Commissioning Exile Pavilion
I have often been asked the question: How do you see yourself as an artist? My answer has always been the same: I consider myself an immigrant worker. My job is to consider what it is to be an artist, when the artist feels different from their own cultural context, even when in their own role.
“Out of exile, I created glasses to see.” I wrote this sentence in 1998. Since then, I have asked myself about exile, or more precisely, it is exile that asks about me. Since I voluntarily left Morocco, I have lived with the acute awareness of separation, displacement, and the weight of identity. So I began an approach of permanent displacement, affirming this in several personal artworks and exhibitions, including “Art of War” (ADN Platform, Barcelona, 2014), “Permanent Exile” (MAMCO, Geneva, 2015), “Art in Exile” (Keitelman Gallery, Brussels, 2015), and more recently, as exhibition curator of the “Layover 1” at Musée des Archives nationales, Paris (2016).
With this permanent need to think of exile, the Exile Pavilion was born, a travelling project that offers a parallel cartography, a free geography of temporary exhibitions, with stop-offs in different countries. The project proposes exile as a new space to be rethought, reinvented, and finally invested in.

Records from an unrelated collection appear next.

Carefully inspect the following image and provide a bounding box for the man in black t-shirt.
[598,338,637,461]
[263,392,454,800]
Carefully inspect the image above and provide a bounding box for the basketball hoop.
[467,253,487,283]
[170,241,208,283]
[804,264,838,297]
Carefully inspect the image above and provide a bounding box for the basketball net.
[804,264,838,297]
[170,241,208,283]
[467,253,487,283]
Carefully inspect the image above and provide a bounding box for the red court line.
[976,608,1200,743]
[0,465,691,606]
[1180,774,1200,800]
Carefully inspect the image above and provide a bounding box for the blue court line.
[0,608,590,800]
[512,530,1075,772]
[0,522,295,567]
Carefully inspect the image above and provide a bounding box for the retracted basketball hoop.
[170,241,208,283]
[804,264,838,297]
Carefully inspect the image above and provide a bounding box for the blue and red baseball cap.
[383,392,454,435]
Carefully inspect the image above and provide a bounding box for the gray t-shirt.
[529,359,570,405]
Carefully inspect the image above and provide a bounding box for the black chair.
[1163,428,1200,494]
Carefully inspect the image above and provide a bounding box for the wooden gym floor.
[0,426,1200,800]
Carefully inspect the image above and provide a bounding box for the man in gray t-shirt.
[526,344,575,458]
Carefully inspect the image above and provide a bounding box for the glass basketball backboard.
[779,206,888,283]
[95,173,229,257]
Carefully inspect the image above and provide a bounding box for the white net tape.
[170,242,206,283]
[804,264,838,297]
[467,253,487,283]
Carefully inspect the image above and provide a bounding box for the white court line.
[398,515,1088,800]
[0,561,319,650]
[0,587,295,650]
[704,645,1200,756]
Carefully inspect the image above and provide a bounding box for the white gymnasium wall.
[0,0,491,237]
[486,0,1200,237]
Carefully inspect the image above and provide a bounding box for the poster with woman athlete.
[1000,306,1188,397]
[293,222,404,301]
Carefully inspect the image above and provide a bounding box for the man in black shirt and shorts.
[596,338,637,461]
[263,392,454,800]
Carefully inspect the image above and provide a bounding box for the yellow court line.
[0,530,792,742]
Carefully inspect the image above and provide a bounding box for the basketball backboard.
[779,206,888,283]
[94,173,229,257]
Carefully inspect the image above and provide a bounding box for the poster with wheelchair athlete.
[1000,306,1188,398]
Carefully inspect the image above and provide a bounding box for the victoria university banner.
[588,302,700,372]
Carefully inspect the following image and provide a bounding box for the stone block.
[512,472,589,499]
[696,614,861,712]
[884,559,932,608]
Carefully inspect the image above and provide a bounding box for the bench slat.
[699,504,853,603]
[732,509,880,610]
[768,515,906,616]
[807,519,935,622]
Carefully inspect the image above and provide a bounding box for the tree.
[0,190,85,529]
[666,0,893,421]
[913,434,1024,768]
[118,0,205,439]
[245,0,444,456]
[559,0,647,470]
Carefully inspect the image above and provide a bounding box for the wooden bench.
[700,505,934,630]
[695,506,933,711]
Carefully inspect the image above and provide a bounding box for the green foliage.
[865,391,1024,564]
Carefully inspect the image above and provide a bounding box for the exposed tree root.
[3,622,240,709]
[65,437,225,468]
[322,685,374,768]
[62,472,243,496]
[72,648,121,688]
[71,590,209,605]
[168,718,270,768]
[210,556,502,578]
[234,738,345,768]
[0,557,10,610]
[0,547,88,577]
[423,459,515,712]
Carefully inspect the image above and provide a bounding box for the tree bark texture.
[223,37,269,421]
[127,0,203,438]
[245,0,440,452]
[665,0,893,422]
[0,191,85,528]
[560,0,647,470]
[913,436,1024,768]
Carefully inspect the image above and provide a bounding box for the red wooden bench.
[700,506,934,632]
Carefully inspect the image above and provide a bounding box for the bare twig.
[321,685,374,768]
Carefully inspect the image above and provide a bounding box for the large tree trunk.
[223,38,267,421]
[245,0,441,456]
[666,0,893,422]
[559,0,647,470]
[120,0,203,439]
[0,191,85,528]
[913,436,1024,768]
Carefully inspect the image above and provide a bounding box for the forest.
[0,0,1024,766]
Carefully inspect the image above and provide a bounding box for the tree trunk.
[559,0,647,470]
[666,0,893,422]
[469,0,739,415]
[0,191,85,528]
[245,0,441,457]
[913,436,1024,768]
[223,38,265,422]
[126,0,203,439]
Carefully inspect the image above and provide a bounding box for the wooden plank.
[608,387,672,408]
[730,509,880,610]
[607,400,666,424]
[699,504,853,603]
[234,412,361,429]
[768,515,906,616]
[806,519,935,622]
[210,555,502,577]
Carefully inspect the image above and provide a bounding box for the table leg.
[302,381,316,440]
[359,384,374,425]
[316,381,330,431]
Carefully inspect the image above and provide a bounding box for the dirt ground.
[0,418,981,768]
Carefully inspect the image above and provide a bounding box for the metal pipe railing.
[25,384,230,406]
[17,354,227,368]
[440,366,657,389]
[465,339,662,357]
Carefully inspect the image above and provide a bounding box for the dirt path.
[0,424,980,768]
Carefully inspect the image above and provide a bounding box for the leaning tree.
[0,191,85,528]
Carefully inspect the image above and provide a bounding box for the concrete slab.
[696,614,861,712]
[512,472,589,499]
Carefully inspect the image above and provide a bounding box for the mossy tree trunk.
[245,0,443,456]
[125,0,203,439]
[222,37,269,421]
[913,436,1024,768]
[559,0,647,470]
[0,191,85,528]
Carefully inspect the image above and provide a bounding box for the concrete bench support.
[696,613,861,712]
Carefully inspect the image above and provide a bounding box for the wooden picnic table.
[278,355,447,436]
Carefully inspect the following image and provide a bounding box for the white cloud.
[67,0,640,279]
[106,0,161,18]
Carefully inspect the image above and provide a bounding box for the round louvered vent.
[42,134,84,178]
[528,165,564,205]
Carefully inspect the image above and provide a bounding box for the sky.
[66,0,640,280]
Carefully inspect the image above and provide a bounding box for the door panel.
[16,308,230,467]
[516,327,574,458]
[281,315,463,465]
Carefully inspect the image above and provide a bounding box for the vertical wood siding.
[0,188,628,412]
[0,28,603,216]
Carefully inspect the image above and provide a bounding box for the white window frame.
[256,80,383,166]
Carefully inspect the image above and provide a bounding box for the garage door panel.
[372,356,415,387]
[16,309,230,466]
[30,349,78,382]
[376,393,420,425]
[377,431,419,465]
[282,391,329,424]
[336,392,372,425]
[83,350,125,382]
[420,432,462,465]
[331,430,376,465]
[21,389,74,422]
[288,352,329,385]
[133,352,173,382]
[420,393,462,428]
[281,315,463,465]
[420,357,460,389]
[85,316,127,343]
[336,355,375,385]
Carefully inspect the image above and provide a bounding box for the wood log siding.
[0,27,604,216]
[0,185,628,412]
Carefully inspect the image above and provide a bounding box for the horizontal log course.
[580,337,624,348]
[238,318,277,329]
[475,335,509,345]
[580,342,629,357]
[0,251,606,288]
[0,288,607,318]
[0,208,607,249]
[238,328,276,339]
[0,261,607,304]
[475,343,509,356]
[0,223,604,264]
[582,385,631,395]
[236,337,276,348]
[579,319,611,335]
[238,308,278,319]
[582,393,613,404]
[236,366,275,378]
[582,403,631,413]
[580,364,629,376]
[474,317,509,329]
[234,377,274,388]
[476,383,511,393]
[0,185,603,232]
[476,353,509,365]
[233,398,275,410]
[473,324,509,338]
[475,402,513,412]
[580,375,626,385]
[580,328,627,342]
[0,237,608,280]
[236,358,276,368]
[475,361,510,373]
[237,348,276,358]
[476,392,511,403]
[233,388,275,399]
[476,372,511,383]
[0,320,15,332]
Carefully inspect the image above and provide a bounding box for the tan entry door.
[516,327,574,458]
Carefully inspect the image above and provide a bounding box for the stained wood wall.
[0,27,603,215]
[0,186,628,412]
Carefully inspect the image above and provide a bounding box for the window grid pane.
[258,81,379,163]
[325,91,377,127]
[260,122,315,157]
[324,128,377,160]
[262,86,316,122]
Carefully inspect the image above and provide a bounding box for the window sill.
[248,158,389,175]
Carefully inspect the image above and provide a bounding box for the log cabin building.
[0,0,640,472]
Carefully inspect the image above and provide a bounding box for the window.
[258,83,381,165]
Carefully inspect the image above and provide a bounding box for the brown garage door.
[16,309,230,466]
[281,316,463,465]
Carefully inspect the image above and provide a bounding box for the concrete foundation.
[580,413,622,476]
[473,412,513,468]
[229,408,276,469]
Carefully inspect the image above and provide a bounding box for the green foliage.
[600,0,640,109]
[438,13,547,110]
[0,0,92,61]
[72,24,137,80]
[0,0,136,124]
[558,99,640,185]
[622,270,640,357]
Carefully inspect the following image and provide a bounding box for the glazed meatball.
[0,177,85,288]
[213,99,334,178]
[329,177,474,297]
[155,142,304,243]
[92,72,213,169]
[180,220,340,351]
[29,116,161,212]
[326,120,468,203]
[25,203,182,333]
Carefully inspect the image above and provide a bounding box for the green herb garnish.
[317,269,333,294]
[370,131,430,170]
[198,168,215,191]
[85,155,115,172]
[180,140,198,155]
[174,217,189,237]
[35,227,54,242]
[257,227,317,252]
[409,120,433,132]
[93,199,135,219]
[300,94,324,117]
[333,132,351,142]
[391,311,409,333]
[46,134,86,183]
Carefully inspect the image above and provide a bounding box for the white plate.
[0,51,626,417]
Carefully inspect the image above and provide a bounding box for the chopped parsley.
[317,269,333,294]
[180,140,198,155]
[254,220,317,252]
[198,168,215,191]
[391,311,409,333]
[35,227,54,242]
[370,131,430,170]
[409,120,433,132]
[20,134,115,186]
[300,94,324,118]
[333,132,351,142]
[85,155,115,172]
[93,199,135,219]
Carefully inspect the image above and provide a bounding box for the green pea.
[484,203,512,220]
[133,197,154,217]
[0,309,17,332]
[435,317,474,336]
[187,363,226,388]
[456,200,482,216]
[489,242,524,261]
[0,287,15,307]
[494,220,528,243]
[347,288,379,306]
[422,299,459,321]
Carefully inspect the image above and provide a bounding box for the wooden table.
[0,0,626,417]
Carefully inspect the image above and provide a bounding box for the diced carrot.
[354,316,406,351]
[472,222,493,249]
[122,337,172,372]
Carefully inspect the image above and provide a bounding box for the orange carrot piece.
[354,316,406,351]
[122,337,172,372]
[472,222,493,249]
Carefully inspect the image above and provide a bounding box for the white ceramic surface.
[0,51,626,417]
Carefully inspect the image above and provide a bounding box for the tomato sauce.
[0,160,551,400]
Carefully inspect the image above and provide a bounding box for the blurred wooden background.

The pavilion thinks about the global and local links between various forms of displacement, whether the migrant worker’s situation, the expatriate, or the refugee; the exile of war, natural disaster, economic problems, or political or racial persecutions.
The Exile Pavilion wants to cross all boundaries, revisiting the experiences of the exiled and reactivating their traces through history. Where does exile begin and where does it end? From whom are we exiled?